The AI landscape is marked by the coexistence of specialized Expert Models and versatile Large Language Models (LLMs). Each brings its unique strengths to the table, and when combined, they can redefine the boundaries of what AI can achieve.
Expert Models, tailored for specific tasks, often require fewer computational resources compared to their larger counterparts. This makes them cost-effective and environmentally friendly, especially when deployed at scale. They can handle vast amounts of data pertaining to their domain with remarkable speed and accuracy. This makes them indispensable for tasks that demand real-time processing, such as financial transactions or open-source intelligence (OSINT) systems.

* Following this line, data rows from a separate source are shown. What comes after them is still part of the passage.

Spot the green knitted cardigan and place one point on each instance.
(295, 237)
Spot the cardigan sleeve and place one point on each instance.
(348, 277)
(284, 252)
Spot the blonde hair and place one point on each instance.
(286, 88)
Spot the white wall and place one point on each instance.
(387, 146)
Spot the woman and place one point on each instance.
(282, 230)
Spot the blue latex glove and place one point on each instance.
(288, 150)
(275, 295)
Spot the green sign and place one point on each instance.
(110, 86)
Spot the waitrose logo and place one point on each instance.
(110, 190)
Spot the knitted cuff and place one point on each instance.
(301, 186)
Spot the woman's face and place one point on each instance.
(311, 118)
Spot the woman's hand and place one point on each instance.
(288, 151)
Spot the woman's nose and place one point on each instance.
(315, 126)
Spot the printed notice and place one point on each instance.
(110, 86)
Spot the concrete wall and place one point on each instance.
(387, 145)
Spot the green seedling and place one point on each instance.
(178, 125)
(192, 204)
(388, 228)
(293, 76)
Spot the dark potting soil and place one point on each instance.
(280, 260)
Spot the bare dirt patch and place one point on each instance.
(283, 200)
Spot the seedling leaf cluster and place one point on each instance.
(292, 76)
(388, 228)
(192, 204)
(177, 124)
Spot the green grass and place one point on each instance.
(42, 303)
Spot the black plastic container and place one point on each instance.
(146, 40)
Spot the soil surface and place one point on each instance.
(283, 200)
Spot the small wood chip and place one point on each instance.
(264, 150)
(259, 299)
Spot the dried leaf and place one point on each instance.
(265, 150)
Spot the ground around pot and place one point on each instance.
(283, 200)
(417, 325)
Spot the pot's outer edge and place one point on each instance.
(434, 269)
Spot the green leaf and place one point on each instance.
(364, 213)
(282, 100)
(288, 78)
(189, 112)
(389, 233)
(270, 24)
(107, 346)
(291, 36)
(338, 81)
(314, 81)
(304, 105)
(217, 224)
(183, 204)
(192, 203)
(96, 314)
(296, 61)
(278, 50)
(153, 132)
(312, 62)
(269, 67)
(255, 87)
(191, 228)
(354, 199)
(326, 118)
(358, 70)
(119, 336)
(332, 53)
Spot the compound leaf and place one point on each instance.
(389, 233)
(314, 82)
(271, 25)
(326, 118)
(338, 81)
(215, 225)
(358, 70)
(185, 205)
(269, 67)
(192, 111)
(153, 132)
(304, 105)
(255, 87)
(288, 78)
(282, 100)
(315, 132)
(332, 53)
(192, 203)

On the other hand, LLMs are designed to understand and generate a wide array of content. Their broad training data allows them to tackle diverse tasks, from answering trivia questions to crafting narratives. They excel in producing contextually relevant and coherent content.
However, the true potential of AI is realized when we harness the resource efficiency and processing power of Expert Models with the adaptability and Generative AI capabilities of LLMs. Imagine a system where one or more Expert Models quickly process domain-specific data throughout a discovery phase and then hand it over to an LLM to craft a detailed, contextually relevant report or response. Such a synergy not only optimizes performance but also ensures a broader application spectrum.

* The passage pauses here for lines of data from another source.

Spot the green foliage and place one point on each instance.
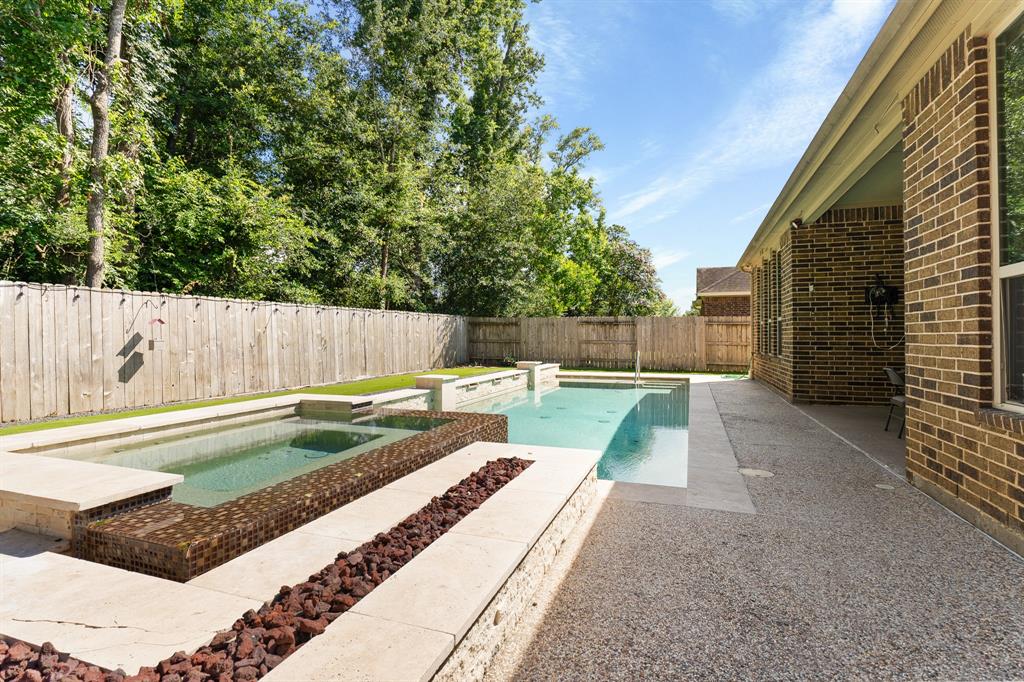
(363, 153)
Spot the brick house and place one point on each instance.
(724, 292)
(898, 240)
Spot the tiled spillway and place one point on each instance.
(408, 628)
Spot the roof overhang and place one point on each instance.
(864, 124)
(712, 294)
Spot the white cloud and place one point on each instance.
(755, 213)
(738, 10)
(663, 258)
(780, 110)
(573, 45)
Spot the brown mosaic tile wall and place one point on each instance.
(827, 354)
(835, 358)
(178, 542)
(958, 449)
(773, 370)
(725, 306)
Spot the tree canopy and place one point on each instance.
(368, 153)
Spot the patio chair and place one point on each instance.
(898, 399)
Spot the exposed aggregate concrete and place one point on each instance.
(833, 578)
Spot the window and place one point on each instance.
(1009, 266)
(762, 310)
(777, 270)
(768, 283)
(771, 304)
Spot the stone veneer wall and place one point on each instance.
(473, 654)
(725, 306)
(775, 371)
(958, 450)
(835, 358)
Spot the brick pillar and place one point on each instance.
(958, 450)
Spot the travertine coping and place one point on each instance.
(408, 627)
(72, 485)
(52, 483)
(109, 616)
(485, 378)
(620, 376)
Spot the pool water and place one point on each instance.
(642, 431)
(221, 464)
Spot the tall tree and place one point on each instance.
(102, 90)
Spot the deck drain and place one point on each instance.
(756, 473)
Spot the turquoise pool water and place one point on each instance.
(221, 464)
(641, 431)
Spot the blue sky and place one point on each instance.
(704, 105)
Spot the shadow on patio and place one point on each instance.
(833, 577)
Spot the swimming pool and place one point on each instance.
(221, 464)
(642, 431)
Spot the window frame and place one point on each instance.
(777, 297)
(999, 272)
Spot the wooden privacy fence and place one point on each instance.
(73, 349)
(700, 344)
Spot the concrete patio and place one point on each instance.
(844, 571)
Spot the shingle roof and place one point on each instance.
(723, 281)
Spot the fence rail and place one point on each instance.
(67, 350)
(73, 349)
(664, 343)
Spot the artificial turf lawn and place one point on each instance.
(375, 385)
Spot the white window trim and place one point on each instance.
(999, 272)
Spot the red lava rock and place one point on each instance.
(18, 651)
(258, 641)
(312, 628)
(248, 673)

However, setting up a machine learning system is not easy. First, there’s the whole thing about gathering data. Then you’ve got to either pick out a solid model or build one from scratch. You might need to hunt down a tool to tag the data and set up a data pipeline. Once that’s done, you’ve got to dive into training the model, tweak with hyperparameters, sort out any data glitches, and then, the big step: get a server ready for deployment and make sure your model plays nice with it. This whole process used to take up a significant amount of time, up to months.
But here’s where the game changes. What if we introduce a no-code AI platform into the mix? Instead of navigating with each step individually, this platform streamlines everything. With a user-friendly interface, it covers everything from data collection to model deployment. This means anyone, even without deep technical knowledge, can harness the combined power of Expert Models and LLMs, making the once daunting task of setting up ML systems as straightforward as a few clicks.
There’s a rising concern that major tech corporations might dominate the AI landscape, leading to what some term an “AI Dictatorship.” This scenario implies that only those with extensive computational resources, like many GPUs, would spearhead significant AI initiatives. So, are we in danger of going back to the “Age of AI Dictatorship”? Yes, we are, but there’s a silver lining. AI is becoming more democratic through open-source models and tools that allow rapid productization of AI engines on commodity hardware. The no-code approach to machine learning serves as a bridge, guiding users from the initial phase of data collection to the final stages of model deployment. Thus, even those without an in-depth AI background can harness potent AI capabilities. With such tools at our disposal, the intent is clear: decentralize AI’s power, ensuring it’s not a privilege limited to just the tech giants but a resource accessible to a broader audience.
This is our way to make sure everyone has a chance to benefit from AI.